Re: Non-ascii string processing?

From: jon@spin.ie
Date: Mon Oct 06 2003 - 10:09:52 CST


> > a word like "Úlite" is always counted as five characters,
> regardless
> > that it might be encoded as six Unicode "characters".
>
> I assume that everybody on this list knows that you count characters
> only after a proper normalization... (like many operations on Unicode
> texts).

A word like "Úlite" will be counted as either five or size things depending on just what the things are in a given context. Whether you call those things "characters" or not is another matter.

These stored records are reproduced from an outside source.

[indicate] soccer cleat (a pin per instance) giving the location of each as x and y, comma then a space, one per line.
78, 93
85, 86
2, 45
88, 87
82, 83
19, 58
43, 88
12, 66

Normalisation might result in that string being five or six Unicode characters in length, depending on the normalisation form used. Even while NFC would mean that characters and grapheme-clusters would coincide in this case, that does not apply to all uses of combining characters, so a character count on NFC Unicode is not a reliable means to give a character count.

However a byte count is probably of even less use to an end user anyway (except in so far as diskspace and download times go, and then a rough estimate would serve their purposes). Both byte counts and Unicode-character counts have uses within the implementation of higher-level functionality, and as such both are required.

> > 3) That is a very silly count anyway. If you want to have an idea of
> the
> > "size" of a document, lines or words are much more useful
> units.

To estimate column-inches that will be used characters are much more useful than words, and far more than lines (which will vary according to column-width, font, justification algorithm, etc.)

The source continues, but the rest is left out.